The flexible genome [pic from nature.com]

I recently attended a conference at Harvard Medical School on big data and translational medicine.  Translational medicine is the discipline that links scientific discovery (bench insights) to patient care (at the bedside, hence the term that is sometimes used..."bench to bedside").  The general idea is that we never have a truly clean slate of health.  We are conceived, born, live our lives and eventually die.  During this time, we are in a constant state of change. While we have  a solid set of genes in our personal genetic code, they are under considerable pressure from other elements such as regulatory genes and epigenetic signals that are influenced by an individual's internal and external environment.  Some of the changes wrought by these elements are permanent and others are transient but either way, they affect the expression of the our genes in real time throughout our lives and constantly nudge us towards disease.  Add to the mix DNA repair mechanisms that also become less effective as we age, and the scene is set for our gradual demise from before we are even born. At any given time, we have a number of mutations and damaged physiological systems that do not constitute enough for overt disease.  Over time, these effects multiple and at some point we will experience a symptom or two and eventually, a diagnosis.  By the time the symptoms appear, the disease has become quite complex and pervasive, and because of this it is much more difficult to treat. If it could be caught in the earlier stages where there are fewer factors involved, and fewer compensatory systems triggered, it could potentially be nipped in the bud.
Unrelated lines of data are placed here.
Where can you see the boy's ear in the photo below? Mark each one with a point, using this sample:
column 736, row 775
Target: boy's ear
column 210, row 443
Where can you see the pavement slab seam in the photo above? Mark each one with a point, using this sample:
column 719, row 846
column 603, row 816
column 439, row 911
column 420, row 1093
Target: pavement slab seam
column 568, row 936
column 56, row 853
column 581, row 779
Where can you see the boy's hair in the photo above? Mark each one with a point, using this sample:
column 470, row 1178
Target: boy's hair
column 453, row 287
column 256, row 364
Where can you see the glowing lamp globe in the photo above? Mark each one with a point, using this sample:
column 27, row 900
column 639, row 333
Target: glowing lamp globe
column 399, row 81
This is one major goal of translational medicine- to identify the unique signals that show disease or disease risk at a stage where treatment is likely to be more targeted and more successful.
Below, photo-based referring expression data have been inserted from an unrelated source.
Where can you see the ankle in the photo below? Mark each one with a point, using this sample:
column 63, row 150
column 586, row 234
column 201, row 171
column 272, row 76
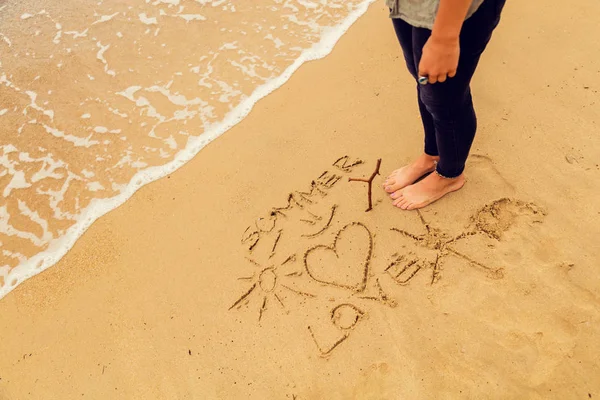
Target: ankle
column 427, row 160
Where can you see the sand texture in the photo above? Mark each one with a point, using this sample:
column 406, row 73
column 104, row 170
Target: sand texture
column 254, row 272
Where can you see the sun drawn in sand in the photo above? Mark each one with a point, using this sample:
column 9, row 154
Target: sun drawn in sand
column 268, row 282
column 490, row 221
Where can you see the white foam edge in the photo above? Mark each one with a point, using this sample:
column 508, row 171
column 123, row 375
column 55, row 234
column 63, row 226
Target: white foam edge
column 59, row 247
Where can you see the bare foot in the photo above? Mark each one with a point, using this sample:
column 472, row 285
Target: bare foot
column 425, row 192
column 408, row 174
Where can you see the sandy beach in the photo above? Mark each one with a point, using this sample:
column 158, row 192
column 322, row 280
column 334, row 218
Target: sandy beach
column 254, row 272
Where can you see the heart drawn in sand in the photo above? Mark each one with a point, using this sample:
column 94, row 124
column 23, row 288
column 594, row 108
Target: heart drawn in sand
column 345, row 263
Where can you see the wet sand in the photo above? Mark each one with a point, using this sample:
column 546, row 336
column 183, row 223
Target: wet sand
column 255, row 272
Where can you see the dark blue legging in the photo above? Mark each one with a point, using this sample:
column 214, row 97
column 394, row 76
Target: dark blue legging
column 447, row 108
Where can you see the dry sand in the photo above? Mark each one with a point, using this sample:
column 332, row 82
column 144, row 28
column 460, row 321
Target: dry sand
column 490, row 293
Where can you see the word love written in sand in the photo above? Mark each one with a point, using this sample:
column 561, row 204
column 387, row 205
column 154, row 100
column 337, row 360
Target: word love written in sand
column 304, row 256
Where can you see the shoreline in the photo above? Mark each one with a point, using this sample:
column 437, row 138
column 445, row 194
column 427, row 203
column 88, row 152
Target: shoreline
column 145, row 304
column 99, row 207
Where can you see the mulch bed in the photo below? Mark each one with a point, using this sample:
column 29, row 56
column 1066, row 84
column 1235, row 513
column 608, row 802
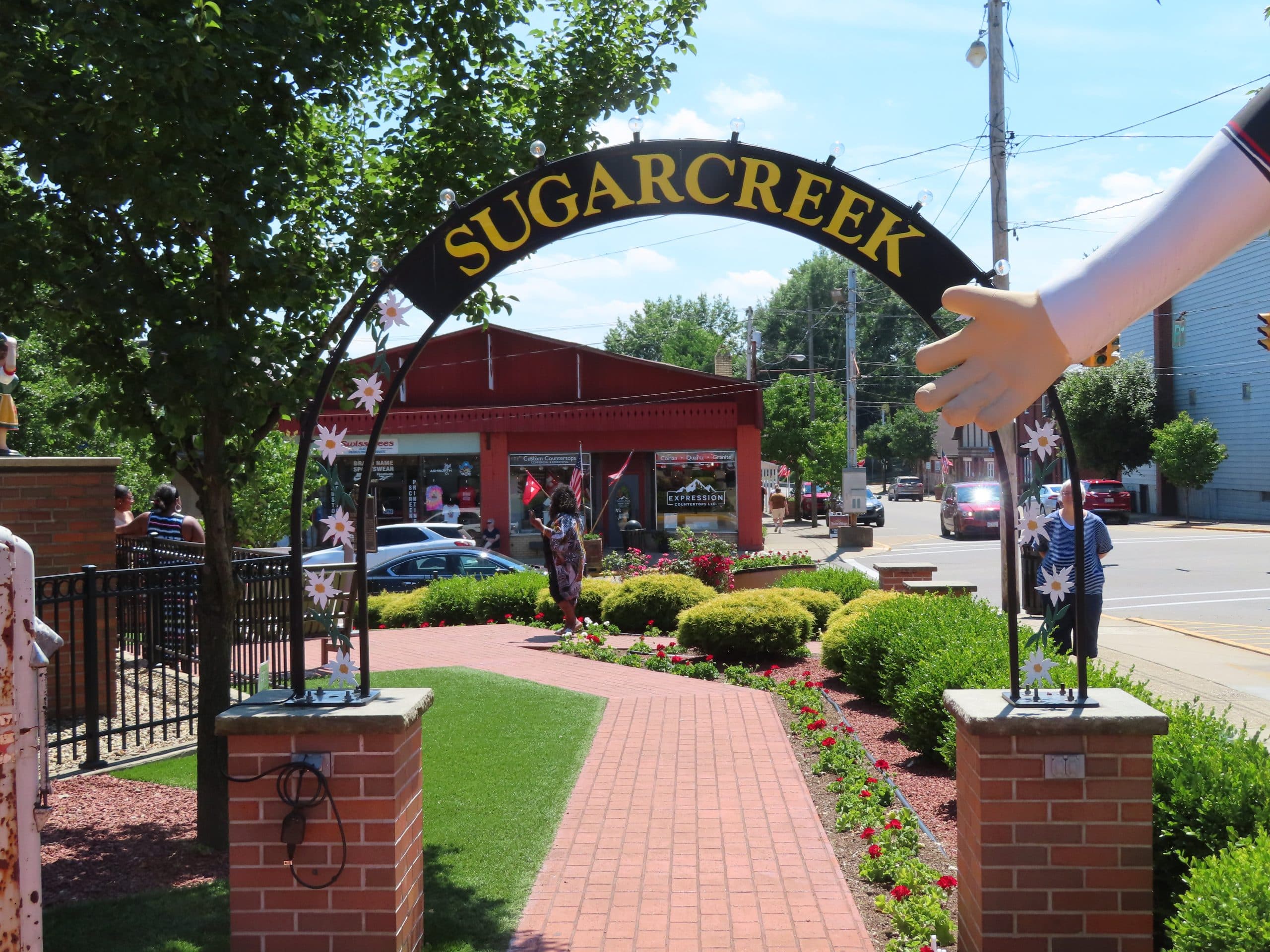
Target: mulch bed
column 108, row 837
column 930, row 789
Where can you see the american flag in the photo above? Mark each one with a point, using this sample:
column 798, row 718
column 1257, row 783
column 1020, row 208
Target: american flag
column 575, row 479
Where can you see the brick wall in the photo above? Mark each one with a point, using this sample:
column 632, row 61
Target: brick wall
column 378, row 903
column 1055, row 865
column 63, row 507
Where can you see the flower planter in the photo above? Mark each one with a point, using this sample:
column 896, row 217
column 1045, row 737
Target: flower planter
column 766, row 577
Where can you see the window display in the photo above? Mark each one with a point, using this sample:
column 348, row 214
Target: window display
column 697, row 490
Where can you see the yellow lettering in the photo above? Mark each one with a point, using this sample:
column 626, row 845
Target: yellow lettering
column 601, row 178
column 803, row 196
column 662, row 180
column 496, row 239
column 539, row 212
column 693, row 178
column 468, row 249
column 751, row 184
column 883, row 234
column 844, row 211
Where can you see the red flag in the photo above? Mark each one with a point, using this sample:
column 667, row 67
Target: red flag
column 531, row 488
column 615, row 476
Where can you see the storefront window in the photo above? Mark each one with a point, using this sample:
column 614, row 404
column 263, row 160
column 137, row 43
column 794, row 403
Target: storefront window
column 698, row 490
column 552, row 472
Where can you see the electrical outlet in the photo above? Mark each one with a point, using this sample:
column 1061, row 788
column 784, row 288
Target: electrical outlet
column 320, row 762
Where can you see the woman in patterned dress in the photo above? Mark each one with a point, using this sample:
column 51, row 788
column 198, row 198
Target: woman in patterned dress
column 568, row 560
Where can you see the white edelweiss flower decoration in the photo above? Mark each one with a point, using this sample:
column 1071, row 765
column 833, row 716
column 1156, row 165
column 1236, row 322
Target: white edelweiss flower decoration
column 370, row 391
column 320, row 588
column 393, row 311
column 339, row 527
column 1057, row 584
column 330, row 443
column 1035, row 669
column 1032, row 524
column 1043, row 440
column 343, row 670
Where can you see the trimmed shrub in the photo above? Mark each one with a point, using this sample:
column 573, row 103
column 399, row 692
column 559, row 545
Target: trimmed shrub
column 590, row 599
column 844, row 584
column 821, row 604
column 513, row 595
column 749, row 624
column 450, row 601
column 657, row 598
column 1227, row 905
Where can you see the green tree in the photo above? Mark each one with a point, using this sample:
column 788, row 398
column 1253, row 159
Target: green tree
column 51, row 393
column 1188, row 454
column 888, row 332
column 912, row 436
column 688, row 333
column 187, row 200
column 1112, row 412
column 790, row 438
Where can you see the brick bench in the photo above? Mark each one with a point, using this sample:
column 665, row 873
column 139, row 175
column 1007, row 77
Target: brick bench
column 942, row 588
column 893, row 575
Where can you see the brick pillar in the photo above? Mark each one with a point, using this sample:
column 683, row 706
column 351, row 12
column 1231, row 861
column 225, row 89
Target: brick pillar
column 893, row 575
column 1055, row 824
column 375, row 777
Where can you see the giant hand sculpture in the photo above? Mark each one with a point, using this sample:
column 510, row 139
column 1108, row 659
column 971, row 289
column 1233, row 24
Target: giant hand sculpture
column 1019, row 343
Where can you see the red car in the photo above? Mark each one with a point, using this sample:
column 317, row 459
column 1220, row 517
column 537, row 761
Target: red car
column 971, row 507
column 1107, row 498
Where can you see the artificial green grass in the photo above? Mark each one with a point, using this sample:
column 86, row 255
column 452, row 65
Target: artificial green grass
column 500, row 760
column 173, row 772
Everything above is old news, but the conference revealed exciting new directions for translational medicine.  For the first time, I have hope that personalized medicine is really starting to become a reality.  Large data sets are being collected, not by physicians or pharmaceutical companies, but by patients.  Over 95% of these patients are allowing their data to be used for massive projects that will attempt to connect early signs and symptoms with the risk of various chronic diseases.  Linking seemingly insignificant phenotypic changes to chronic disease development will eventually allow serious diseases to be detected before they become fully fledged and more entrenched.  For instance, already we know that slow blink rate is related to Parkinson's Disease and this can be used as a flag to look for additional symptoms in patients who are at risk of  Parkinson's.  Whether medicines can be developed and given to patients at these very early stages remains to be seen, but a critical step is incorporating some of these phenotypic or 'patient-reported-outcomes' (PROs) into clinical trials so that the more subtle signs associated with disease can be used to monitor effectiveness of treatments in early stages.  Big data is crucial here, and that patients are willing to share their data at such an unprecedented rate is remarkable.  I have had ideas about epigenetic disease triggers, PROs as trial endpoints, and very early disease intervention for many years, and to see it start to come together as translational medicine is absolutely thrilling to me.
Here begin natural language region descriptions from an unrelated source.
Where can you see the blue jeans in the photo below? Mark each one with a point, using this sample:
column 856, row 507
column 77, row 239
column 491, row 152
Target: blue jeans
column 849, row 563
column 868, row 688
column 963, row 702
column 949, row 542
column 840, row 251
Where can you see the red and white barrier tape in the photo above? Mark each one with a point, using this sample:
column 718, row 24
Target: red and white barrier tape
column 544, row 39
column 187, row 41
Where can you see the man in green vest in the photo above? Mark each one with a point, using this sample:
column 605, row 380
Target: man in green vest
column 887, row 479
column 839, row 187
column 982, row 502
I believe we are on the edge of a precipice and that this science will now begin to accelerate on a logarithmic scale.  Astra Zeneca just signed a nice deal with PatientsLikeMe, which is a strong indication that personalized medicine is about to go mainstream.  I can't image a more exciting time to be in healthcare.  Now, if we can also figure out the economics of the system and make that work in favor of the patient versus the insurers, we would be firmly on the path to better health for all.